Velasquez slumped against the wall, her leg bandaged with torn fabric, dried blood caking her uniform. “The hub’s gone, Elias,” she reported, voice cracking. “Lanier, Tak—both taken. The thing knew exactly where we’d run.”

Foster clutched her tablet, its glow illuminating her pale face. “It’s picking who lives?” Her eyes darted nervously to a patch of slime where, for just a moment, Harris’s face seemed to form before melting away. The team collectively gasped.

Elias swallowed hard. “Report status. Now.”

Patel remained the most composed, methodically setting motion sensors at both ends of the corridor. “It’s herding us. I saw movement in the ventilation systems—coordinated, planned. This isn’t random mutation anymore.”

Rowe paced the narrow space, rifle clutched white-knuckled in his hands. His eyes were red-rimmed, one hand constantly reaching for Harris’s missing dog tags.

“This isn’t about containment anymore!” he erupted, slamming his fist against the wall. “It’s too big, Elias!
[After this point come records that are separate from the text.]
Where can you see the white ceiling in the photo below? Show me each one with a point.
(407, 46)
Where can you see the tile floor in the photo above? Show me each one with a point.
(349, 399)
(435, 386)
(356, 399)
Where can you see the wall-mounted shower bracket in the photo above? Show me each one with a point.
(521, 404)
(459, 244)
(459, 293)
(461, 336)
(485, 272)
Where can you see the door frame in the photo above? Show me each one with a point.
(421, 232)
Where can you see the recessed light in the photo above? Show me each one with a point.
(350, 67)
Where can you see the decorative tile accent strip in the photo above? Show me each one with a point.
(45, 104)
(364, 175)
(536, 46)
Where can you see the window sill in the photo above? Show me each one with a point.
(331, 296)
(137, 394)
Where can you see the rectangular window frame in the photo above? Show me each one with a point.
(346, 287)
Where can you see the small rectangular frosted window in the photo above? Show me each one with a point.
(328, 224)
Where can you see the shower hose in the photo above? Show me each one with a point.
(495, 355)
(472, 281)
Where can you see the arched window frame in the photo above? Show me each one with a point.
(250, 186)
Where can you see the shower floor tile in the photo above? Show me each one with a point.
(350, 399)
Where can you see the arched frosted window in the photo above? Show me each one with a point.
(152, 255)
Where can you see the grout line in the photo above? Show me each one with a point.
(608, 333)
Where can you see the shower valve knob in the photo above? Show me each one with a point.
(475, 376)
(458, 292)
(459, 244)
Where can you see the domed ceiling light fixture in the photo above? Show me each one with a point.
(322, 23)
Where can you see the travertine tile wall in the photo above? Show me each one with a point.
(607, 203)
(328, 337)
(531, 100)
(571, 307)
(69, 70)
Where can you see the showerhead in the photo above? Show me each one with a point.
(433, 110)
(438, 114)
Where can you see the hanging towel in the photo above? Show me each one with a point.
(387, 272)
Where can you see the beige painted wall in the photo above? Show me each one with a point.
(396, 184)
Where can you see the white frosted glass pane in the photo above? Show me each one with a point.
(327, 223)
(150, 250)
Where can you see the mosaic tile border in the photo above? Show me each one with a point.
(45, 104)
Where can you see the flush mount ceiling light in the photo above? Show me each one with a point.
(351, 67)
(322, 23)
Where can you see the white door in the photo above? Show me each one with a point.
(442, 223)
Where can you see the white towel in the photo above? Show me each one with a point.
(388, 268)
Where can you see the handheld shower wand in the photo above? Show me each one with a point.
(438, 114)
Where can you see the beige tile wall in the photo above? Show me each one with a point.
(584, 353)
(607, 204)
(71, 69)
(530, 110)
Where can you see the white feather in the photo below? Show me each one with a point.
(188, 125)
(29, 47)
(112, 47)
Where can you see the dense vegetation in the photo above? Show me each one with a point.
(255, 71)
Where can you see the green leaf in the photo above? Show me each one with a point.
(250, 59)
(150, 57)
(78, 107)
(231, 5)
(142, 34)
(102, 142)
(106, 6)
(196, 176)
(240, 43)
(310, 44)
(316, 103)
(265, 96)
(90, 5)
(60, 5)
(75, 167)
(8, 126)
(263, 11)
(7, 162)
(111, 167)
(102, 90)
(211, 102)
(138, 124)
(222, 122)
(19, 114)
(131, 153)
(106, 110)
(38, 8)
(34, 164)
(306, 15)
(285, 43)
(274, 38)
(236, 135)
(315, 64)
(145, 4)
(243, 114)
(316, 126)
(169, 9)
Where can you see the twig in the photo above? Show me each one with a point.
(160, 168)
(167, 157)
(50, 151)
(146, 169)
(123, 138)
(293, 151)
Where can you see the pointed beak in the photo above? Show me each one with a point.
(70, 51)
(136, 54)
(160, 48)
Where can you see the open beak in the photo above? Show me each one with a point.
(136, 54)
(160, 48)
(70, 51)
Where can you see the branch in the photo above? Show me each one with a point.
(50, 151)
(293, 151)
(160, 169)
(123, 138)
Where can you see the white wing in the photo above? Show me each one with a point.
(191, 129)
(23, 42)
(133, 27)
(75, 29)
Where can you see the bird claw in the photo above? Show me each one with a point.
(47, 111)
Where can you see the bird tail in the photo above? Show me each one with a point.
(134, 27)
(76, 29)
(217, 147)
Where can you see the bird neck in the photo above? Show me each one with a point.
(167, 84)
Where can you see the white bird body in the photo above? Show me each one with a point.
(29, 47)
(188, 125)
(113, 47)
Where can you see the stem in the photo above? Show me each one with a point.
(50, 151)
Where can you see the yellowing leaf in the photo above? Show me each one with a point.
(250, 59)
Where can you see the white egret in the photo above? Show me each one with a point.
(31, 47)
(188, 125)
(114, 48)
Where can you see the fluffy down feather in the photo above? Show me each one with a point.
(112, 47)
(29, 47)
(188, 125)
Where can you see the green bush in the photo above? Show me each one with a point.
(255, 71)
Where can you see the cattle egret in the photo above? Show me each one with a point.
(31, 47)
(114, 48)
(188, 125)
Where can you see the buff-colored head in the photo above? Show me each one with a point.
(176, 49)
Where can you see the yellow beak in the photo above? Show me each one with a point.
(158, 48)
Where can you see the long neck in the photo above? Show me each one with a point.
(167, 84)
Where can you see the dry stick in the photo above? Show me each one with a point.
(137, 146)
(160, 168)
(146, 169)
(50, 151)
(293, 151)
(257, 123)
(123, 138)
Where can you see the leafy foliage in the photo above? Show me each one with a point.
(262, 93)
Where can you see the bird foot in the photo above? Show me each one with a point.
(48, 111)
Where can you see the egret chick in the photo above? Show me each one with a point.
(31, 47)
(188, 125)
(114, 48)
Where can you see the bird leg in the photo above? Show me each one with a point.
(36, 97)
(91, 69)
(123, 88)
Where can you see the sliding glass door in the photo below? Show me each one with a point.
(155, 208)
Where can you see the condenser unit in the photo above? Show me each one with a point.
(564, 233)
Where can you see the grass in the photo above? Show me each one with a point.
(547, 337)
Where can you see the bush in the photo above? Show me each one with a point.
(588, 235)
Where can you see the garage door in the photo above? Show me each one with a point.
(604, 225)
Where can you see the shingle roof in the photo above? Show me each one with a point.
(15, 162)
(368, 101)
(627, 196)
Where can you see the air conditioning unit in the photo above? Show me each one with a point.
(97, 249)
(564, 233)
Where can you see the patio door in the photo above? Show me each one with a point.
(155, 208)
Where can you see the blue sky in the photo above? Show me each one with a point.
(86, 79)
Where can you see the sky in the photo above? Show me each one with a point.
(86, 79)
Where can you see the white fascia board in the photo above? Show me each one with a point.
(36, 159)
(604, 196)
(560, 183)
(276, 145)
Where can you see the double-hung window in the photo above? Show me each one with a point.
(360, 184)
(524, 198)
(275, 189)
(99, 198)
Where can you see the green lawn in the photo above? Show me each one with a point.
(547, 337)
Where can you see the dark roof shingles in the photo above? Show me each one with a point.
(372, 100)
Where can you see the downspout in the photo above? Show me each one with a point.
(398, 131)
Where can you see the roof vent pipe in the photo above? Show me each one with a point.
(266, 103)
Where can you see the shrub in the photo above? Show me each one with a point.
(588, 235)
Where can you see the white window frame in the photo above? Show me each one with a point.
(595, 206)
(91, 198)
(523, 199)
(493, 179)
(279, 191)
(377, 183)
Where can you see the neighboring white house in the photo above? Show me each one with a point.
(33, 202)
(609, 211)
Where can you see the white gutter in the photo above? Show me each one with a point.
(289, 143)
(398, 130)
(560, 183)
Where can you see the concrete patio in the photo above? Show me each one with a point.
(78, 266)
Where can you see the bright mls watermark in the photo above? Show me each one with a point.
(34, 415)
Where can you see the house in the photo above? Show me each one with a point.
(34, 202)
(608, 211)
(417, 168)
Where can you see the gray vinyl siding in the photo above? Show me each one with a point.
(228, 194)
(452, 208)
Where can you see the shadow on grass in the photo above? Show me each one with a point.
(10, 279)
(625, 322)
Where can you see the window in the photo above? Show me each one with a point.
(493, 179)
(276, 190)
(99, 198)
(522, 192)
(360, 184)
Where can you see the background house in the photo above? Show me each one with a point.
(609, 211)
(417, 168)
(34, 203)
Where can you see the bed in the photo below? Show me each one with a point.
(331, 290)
Harris died because you wouldn’t listen!”

The room fell silent. Elias crossed the space in three quick strides, facing Rowe directly.

“You need someone to blame? Fine. Blame me.” His voice was low, controlled. “Kabul, 2019—I trusted a scientist’s containment plan. Lost my entire team. I see their faces every night, just like you see Harris now.” His voice softened, revealing raw emotion. “But Korvus took her, not me. Fight the monster, not me.”

Rowe’s anger visibly deflated, his shoulders sagging as he nodded once.

From his corner, Brin’s voice broke through the tension. “It’s… redistributing power through the facility systems.” His laptop displayed a schematic of the facility—corridors seemingly growing like organic veins. Black fluid dripped steadily from his nose, but he either didn’t notice or didn’t care.

Foster whispered, “The facility itself is becoming part of it.”

Elias pulled a reinforced case from his tactical vest. Opening it revealed three syringes filled with luminescent blue liquid. The team gathered closer.

“These prototype nanites could burn Korvus’s cells—or fuel its evolution, per Brin’s untested data,” Elias explained, voice grave. “It’s a hell of a gamble, but it’s all we’ve got.”

The survivors exchanged glances, fear evident in every face. Foster’s eyes flicked to Patel, her suspicion lingering, fingers tight on her tablet. The low hum of the facility grew momentarily louder, like something massive shifting in its sleep.

“We fight,” Elias said with quiet finality. “Together.”